InfoDecom is a novel defense framework for split inference that decomposes and removes redundant information from smashed data, effectively balancing privacy protection and utility in deep learning applications.

Contribution

It introduces a method to decompose and eliminate redundant information in smashed data, enhancing privacy without significantly sacrificing utility.

Findings

Outperforms existing defenses in utility-privacy trade-off

Effectively reduces data reconstruction attacks in computer vision tasks

Provides theoretically guaranteed privacy levels

Abstract

Split inference (SI) enables users to access deep learning (DL) services without directly transmitting raw data.
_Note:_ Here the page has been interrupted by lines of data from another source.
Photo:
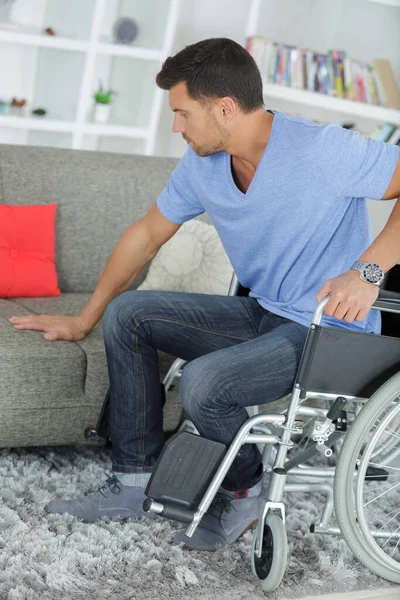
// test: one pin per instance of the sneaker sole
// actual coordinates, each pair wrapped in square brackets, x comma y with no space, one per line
[252,526]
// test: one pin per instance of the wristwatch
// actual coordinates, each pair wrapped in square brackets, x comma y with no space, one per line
[369,272]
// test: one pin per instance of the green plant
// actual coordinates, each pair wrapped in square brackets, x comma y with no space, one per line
[102,96]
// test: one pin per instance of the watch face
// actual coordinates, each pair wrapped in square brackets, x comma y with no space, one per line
[372,273]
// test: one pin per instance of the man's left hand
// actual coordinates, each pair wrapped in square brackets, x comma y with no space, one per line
[351,298]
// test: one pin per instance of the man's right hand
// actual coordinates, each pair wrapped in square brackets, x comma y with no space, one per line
[55,327]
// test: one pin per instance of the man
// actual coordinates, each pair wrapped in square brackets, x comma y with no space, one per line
[286,196]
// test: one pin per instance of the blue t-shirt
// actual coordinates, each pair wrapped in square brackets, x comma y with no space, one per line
[303,219]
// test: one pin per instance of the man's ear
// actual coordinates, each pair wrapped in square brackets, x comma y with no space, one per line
[228,107]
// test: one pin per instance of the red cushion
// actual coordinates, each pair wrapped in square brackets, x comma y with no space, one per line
[27,245]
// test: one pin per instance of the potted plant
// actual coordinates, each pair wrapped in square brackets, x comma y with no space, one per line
[103,100]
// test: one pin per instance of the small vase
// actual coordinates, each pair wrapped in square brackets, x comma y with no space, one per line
[101,112]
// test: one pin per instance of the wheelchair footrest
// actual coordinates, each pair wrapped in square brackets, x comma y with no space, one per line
[184,470]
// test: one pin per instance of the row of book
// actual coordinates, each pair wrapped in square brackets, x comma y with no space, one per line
[387,133]
[333,73]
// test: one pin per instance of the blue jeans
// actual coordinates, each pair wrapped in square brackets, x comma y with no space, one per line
[240,355]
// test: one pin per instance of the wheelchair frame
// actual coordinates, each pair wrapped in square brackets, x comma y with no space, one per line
[377,363]
[254,429]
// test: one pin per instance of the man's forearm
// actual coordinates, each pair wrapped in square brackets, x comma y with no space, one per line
[385,249]
[128,259]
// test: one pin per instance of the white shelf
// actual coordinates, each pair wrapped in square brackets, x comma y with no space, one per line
[115,130]
[129,51]
[42,40]
[92,62]
[361,109]
[104,129]
[388,2]
[37,123]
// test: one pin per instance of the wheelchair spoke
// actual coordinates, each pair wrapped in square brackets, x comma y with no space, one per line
[383,494]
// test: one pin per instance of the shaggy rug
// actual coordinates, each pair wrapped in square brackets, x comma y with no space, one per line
[52,557]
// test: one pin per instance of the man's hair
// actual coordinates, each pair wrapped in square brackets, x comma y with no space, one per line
[212,69]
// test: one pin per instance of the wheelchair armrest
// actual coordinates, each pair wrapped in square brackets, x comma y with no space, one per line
[387,301]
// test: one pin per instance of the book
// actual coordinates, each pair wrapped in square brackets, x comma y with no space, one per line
[388,82]
[395,137]
[384,132]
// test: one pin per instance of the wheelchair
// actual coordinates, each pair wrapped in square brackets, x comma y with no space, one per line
[344,408]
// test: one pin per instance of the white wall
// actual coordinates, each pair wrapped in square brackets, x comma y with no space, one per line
[366,30]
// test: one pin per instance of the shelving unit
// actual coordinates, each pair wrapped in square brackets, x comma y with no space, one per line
[364,30]
[349,107]
[306,102]
[67,92]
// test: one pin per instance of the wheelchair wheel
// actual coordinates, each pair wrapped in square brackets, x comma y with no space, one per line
[271,566]
[367,505]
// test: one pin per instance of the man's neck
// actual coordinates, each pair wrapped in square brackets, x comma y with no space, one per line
[248,143]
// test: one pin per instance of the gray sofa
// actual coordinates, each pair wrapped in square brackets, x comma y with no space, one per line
[51,391]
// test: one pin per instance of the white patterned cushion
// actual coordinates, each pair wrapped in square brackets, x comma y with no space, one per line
[193,260]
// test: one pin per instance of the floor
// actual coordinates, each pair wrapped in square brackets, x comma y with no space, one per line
[383,594]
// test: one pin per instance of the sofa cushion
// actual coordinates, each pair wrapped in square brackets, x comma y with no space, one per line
[98,195]
[193,260]
[51,391]
[27,245]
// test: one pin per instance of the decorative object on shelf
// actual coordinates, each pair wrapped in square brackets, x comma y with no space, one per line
[125,31]
[39,111]
[18,103]
[102,107]
[17,106]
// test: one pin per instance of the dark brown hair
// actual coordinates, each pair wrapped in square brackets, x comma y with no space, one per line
[212,69]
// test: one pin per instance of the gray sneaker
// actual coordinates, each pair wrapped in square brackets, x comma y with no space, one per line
[225,521]
[111,500]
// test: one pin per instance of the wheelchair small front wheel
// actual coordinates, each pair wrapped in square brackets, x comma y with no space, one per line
[271,566]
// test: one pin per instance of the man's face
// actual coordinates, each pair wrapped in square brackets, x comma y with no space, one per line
[197,123]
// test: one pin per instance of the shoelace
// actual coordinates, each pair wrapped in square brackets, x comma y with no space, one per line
[112,484]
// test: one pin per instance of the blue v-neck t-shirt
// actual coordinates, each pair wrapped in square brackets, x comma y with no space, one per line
[303,219]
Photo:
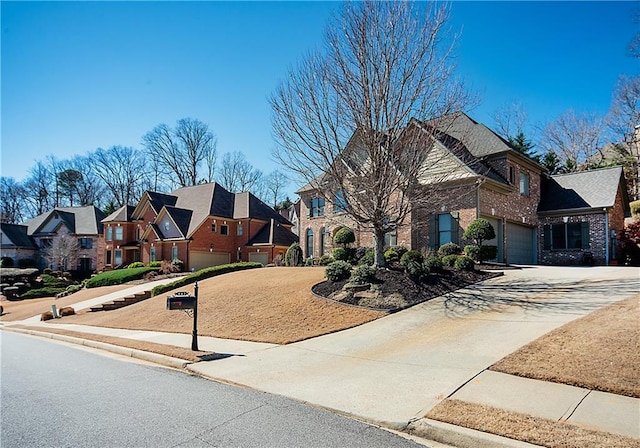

However, recent studies reveal that data reconstruction attacks (DRAs) can recover the original inputs from the smashed data sent from the client to the server, leading to significant privacy leakage. While various defenses have been proposed, they often result in substantial utility degradation, particularly when the client-side model is shallow. We identify a key cause of this trade-off: existing defenses apply excessive perturbation to redundant information in the smashed data. To address this issue in computer vision tasks, we propose InfoDecom, a defense framework that first decomposes and removes redundant information and then injects noise calibrated to provide theoretically guaranteed privacy. Experiments demonstrate that InfoDecom achieves a superior utility-privacy trade-off compared to existing baselines.